Dear Chairman Arrington, Ranking Member Boyle, and Members of the Committee:

My name is Adam Michel, and I am the director of tax policy studies at the Cato Institute. I want to thank the Committee for inviting input on improving congressional scorekeeping. I will highlight a reform to improve how the Congressional Budget Office (CBO) reports tax expenditures.

The CBO works with the Joint Committee on Taxation (JCT) to assess changes in tax policy. CBO also regularly publishes reports on tax expenditures following the convention used by JCT, which measures these expenditures from an income tax baseline. Tabulating tax expenditures in this way biases the tax code and tax reform against investment and growth and toward progressive forms of redistribution.1

The current definition of tax expenditure is in section 3(3) of the Congressional Budget and Impoundment Control Act of 1974 (1974 Act). It defines a tax expenditure as a special deviation from “gross income.”
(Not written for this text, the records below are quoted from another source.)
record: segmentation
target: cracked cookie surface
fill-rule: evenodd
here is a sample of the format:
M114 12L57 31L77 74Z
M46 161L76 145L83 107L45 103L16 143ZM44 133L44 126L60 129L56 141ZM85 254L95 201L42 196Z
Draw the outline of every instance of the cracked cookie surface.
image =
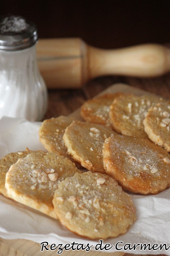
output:
M170 101L154 104L149 108L143 125L149 139L170 152Z
M136 218L130 196L114 179L88 171L66 178L53 200L61 223L73 233L91 239L126 233Z
M103 153L106 173L124 190L156 194L170 186L170 156L148 139L112 136L105 140Z
M62 180L80 171L66 158L53 153L35 152L20 158L6 175L9 197L57 218L52 200Z

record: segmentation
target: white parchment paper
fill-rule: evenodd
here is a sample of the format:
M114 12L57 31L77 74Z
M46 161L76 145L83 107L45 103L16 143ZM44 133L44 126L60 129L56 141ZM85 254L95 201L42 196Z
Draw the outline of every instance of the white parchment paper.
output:
M0 157L10 152L24 150L27 147L30 149L44 150L39 141L41 124L23 119L3 117L0 120ZM110 244L112 248L107 251L109 252L170 255L170 189L156 195L130 195L136 208L136 221L126 234L105 240L103 247ZM99 243L99 241L76 236L58 221L2 195L0 196L0 237L25 239L38 243L46 241L49 244L56 245L74 241L84 245L89 243L93 246L91 250L95 250ZM140 248L145 243L146 250ZM129 249L129 246L134 248L135 244L135 250ZM166 247L169 248L166 250Z

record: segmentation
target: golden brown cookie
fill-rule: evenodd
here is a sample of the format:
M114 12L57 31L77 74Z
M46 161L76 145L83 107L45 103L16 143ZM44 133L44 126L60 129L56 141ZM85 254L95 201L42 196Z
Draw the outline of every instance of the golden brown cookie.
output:
M0 193L5 196L8 197L5 184L6 174L11 166L15 164L19 158L25 157L33 152L27 149L25 151L9 153L0 159Z
M170 151L170 101L151 107L143 120L145 132L149 139Z
M109 120L110 105L115 99L123 93L108 93L85 101L80 111L86 122L110 126Z
M67 153L62 137L65 129L73 120L72 118L64 116L52 117L44 120L39 130L40 140L48 152L56 153L72 161L73 161L73 159ZM77 167L80 168L80 165Z
M34 152L20 158L6 175L9 197L57 218L52 200L60 182L80 171L67 158L55 153Z
M89 171L105 173L103 144L114 132L101 125L73 121L65 129L63 139L73 159Z
M155 95L136 96L131 94L117 97L110 107L112 128L124 135L148 138L144 130L143 119L152 104L161 100Z
M149 139L113 136L106 140L103 153L106 173L123 189L156 194L170 186L170 156Z
M53 200L61 223L91 239L115 237L126 232L136 218L130 196L115 179L88 171L60 184Z

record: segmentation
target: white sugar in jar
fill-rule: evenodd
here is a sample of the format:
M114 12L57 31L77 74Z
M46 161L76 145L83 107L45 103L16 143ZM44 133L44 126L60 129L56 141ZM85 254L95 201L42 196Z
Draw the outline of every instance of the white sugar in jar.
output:
M0 21L0 118L41 121L48 95L37 64L35 25L13 15Z

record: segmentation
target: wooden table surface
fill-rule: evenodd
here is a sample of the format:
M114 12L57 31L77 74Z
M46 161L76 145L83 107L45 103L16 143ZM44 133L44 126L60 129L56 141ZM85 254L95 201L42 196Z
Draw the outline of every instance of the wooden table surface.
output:
M98 78L89 81L79 89L49 90L48 106L44 119L57 117L61 115L67 116L80 107L85 100L92 98L117 83L126 83L170 99L170 74L154 78L116 76ZM57 255L55 251L48 251L45 253L44 254L41 252L39 245L31 241L5 240L0 238L0 256ZM116 256L117 254L116 252L99 254L98 252L91 251L88 253L89 256L95 256L99 254L102 256L113 254ZM119 253L119 256L121 254ZM124 254L123 253L122 255ZM75 252L72 251L65 251L62 254L64 256L75 255ZM84 252L83 254L82 252L79 251L77 255L86 254Z
M63 115L67 116L90 99L113 84L123 83L170 99L170 74L152 78L106 76L89 81L79 89L49 91L48 109L44 119Z

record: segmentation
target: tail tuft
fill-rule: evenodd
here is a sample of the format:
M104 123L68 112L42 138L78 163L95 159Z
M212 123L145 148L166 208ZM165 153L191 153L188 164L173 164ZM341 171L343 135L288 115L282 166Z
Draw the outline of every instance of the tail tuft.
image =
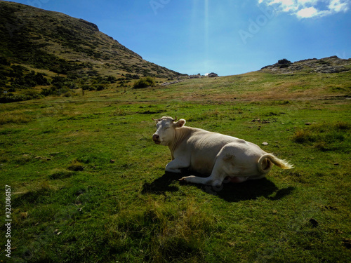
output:
M277 156L274 156L272 154L267 154L263 155L260 158L260 159L258 160L258 170L262 173L268 173L272 166L272 163L266 161L266 159L268 161L270 161L270 162L275 164L277 166L278 166L279 168L280 168L282 169L293 169L294 168L292 164L291 164L289 161L285 161L285 160L282 160L282 159L279 159L279 158L277 158ZM266 166L267 167L263 168L263 165L265 163L265 161L266 163L267 163L268 164Z

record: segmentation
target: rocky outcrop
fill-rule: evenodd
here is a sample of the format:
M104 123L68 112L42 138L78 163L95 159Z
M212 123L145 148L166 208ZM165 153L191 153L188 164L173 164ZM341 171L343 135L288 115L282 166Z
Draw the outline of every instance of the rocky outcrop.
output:
M293 63L286 59L279 60L277 63L263 67L262 72L279 74L291 74L299 71L319 73L339 73L351 70L351 59L343 60L334 55L320 60L312 58L296 61Z

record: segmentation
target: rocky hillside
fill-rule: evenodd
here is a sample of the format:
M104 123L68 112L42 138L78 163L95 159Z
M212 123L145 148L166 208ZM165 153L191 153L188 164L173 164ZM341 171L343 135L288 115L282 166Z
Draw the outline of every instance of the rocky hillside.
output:
M58 74L64 79L54 80ZM91 22L0 1L1 93L52 88L53 81L59 88L93 89L99 84L123 86L142 76L181 75L144 60Z
M334 55L330 58L312 58L296 61L293 63L286 59L263 67L260 71L276 72L277 74L291 74L297 72L317 73L339 73L351 70L351 59L343 60Z

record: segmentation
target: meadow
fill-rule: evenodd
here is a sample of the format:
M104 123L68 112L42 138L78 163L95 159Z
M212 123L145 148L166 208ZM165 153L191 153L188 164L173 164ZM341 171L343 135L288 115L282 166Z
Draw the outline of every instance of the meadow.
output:
M0 104L9 262L350 262L350 76L321 76L253 72ZM295 168L218 188L180 183L191 172L166 173L169 150L152 140L162 116Z

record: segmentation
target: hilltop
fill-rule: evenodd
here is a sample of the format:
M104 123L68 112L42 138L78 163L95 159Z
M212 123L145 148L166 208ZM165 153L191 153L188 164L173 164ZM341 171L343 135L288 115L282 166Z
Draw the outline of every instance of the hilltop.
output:
M349 72L351 69L350 65L351 59L344 60L333 55L320 60L310 58L299 60L293 63L286 59L282 59L272 65L263 67L260 71L278 74L291 74L301 72L308 73L340 73Z
M96 89L93 85L117 87L143 76L183 74L143 60L90 22L1 1L0 88L15 92L45 86L58 75L65 78L58 81L63 85ZM36 81L44 78L47 81Z

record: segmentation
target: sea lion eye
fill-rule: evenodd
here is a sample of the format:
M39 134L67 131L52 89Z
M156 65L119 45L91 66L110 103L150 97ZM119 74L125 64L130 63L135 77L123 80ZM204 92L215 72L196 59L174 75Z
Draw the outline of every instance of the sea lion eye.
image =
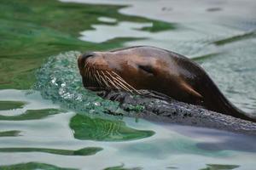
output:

Defining a tax expenditure as a deviation from gross income misleadingly lumps together two phenomena. Some tax expenditures move the tax code toward a consumption tax base by decreasing the economic distortions of double taxation built into the normal income tax system. Other tax expenditures are true special interest carve-outs and loopholes that grant privileges to some at the expense of others. This distinction also confuses distributional analysis of tax expenditures in regular CBO reports.2

To improve the CBO’s educational publications, it should work with the JCT to provide supplementary analysis of tax expenditures measured from a consumption tax baseline. Ultimately, Congress should amend the 1974 Act to specify that tax expenditures are to be measured from a comprehensive consumption tax base rather than from gross income, replacing “gross income” with “consumed income” in the 1974 Act.